Starts at: September 5, 2013 4:30 PM
Ends at: 5:30 PM
Location: Scaife Hall Room 125
Speaker: Michael Shur
Affiliation: Professor, Physics, Applied Physics and Astronomy Director, Center for Broadband Data Transport Science and Technology, Rensselaer Polytechnic Institute
Refreshments provided: Yes
Abstract: The field effect transistor feature sizes have shrunk to the point, where ballistic (collisionless) mode of electron transport is becoming dominant. In the ballistic regime, the device physics is completely different. For example, the effective electron mobility becomes proportional to the device feature size. At THz and sub-THz frequencies, the ballistic transport affects devices even with relatively large (submicron scale) feature sizes. THz radiation excites the waves of the electron density (i.e. plasma waves) in transistor channels. These waves have characteristic frequencies in the THz range even for devices with feature sizes exceeding a few hundred nanometers. Rectification of plasma waves can be used for detecting THz radiation and for imaging and insitu testing of transistor structures. Since propagation of plasma waves is strongly affected by the field distribution in the device channel, plasmonic devices exposed to THz radiation could resolve nanometer feature sizes. In ballistic devices, plasma waves become unstable and cause THz emission. Plasma wave electronics detectors and sources are tunable by applied bias voltage and can be modulated at frequencies up to hundreds of gigahertz. Using synchronized THz transistor arrays instead of single devices is predicted to improve performance of plasmonic THz electronic detectors and sources by several orders of magnitude.

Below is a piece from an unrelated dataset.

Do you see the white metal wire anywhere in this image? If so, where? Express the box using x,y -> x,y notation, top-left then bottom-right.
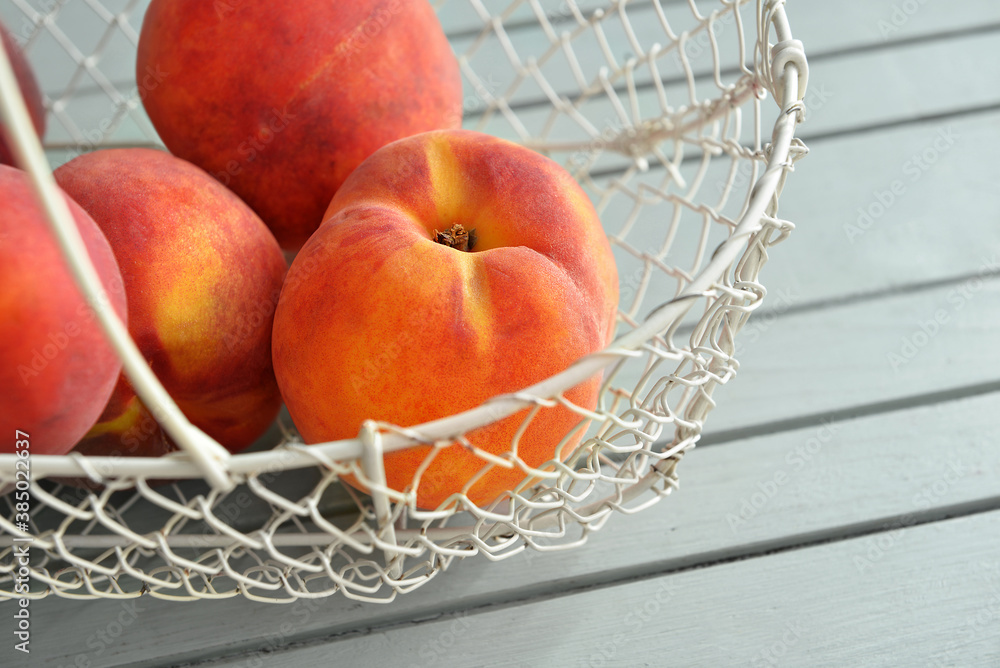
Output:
0,0 -> 807,602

Bio: Michael Shur joined RPI in 1996. He has held research or faculty positions at the University of Virginia as the John Money Professor and the Director of Applied Electrophysics Laboratories, A.F. Ioffe Institute, Cornell, and the University of Minnesota. He is Fellow of IEEE, IET,APS, ECS, AAAS, and Vice-President for publications of IEEE Sensor Council. He received the van der Ziel Award from the International Semiconductor Device Research Symposium in 1999, the Senior Humboldt Research Award in 2002, IEEE Donald Fink Best Paper Award in 2007, and IEEE Kirchmayer Award in 2007.